Pratiti’s Nexa HumanAI delivery model integrates AI-assisted SDLC at every sprint phase as the operating baseline, not as an add-on to a standard delivery model. For GCC teams we work with, whether captive centres or GCCs in their BOT operate phase, this means:

  • AI-assisted effort distribution in sprint planning, drawing on the team’s own historical delivery data
  • Automated mechanical code review running before the human review queue, so senior engineers focus on architecture and domain correctness
  • Concurrent test generation as a sprint deliverable, not a release-gate activity
  • Sprint analytics that track AI assistance impact, estimation accuracy, and review cycle patterns for data-driven retrospectives

The measurement layer is what separates sustained improvement from a one-sprint gain. Our DevOps and engineering services cover the CI/CD and quality engineering infrastructure that AI-assisted development depends on functioning at the sprint level. And our blog on AI-assisted SDLC strategy for GCCs covers the broader strategic context for GCC engineering leaders evaluating this transition.

For GCC Heads managing delivery velocity and trying to understand why AI tool adoption has not produced sprint-level gains, the diagnosis is almost always in the workflow rather than the tools. We work through that diagnosis with engineering teams in Pune and can help you identify where the delivery model needs to change, not just the tooling.

Has your GCC adopted AI tools without seeing sprint-level delivery gains?

AI tool adoption and AI-assisted SDLC are different things. Pratiti’s Nexa HumanAI delivery model integrates AI assistance at every sprint phase as the operating baseline. If your team has the tools but not the gains, the workflow is where we start.

Explore our software engineering services →  or  talk to our team →

Frequently Asked Questions FAQs

What is AI-assisted SDLC in a GCC context?
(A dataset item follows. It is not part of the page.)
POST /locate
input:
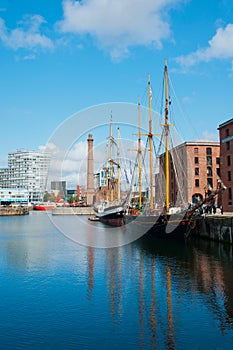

AI-assisted SDLC is a delivery model that integrates AI tools and AI-generated outputs at every phase of the software development lifecycle: planning, implementation, code review, testing, and retrospective. It is not the same as individual engineers using AI coding assistants. It requires the sprint workflow itself to be restructured around AI assistance, with measurement infrastructure to track and sustain the delivery gains.

Why do most GCC teams not see sprint-level gains from AI tools?

Because AI tools are adopted at the individual level without changing the sprint workflow around them. Implementation speed increases. Review queues grow to match. Net sprint delivery stays flat or declines. The Opsera 2026 benchmark found that 21% of enterprise AI coding licences go underutilised and that AI-generated PRs wait 4.6x longer in review when review processes have not been updated. The tooling is not the gap. The workflow is.

What sprint phases change with AI-assisted development?

AI-assisted development changes planning (from point estimates to confidence intervals using full codebase context), implementation (from manual navigation to AI-assisted context and code generation), code review (from manual mechanical gating to automated AI review before human review), testing (from release-gate QA to concurrent test generation), and retrospective (from memory-based discussion to data-driven diagnostics).

What DevOps infrastructure supports AI-assisted SDLC?

AI-assisted SDLC depends on CI/CD pipelines that can enforce AI-generated test coverage at commit level, code review automation tooling integrated with the PR workflow, sprint analytics infrastructure that captures AI assistance impact data, and quality engineering processes that treat test generation as a sprint deliverable rather than a release-phase activity.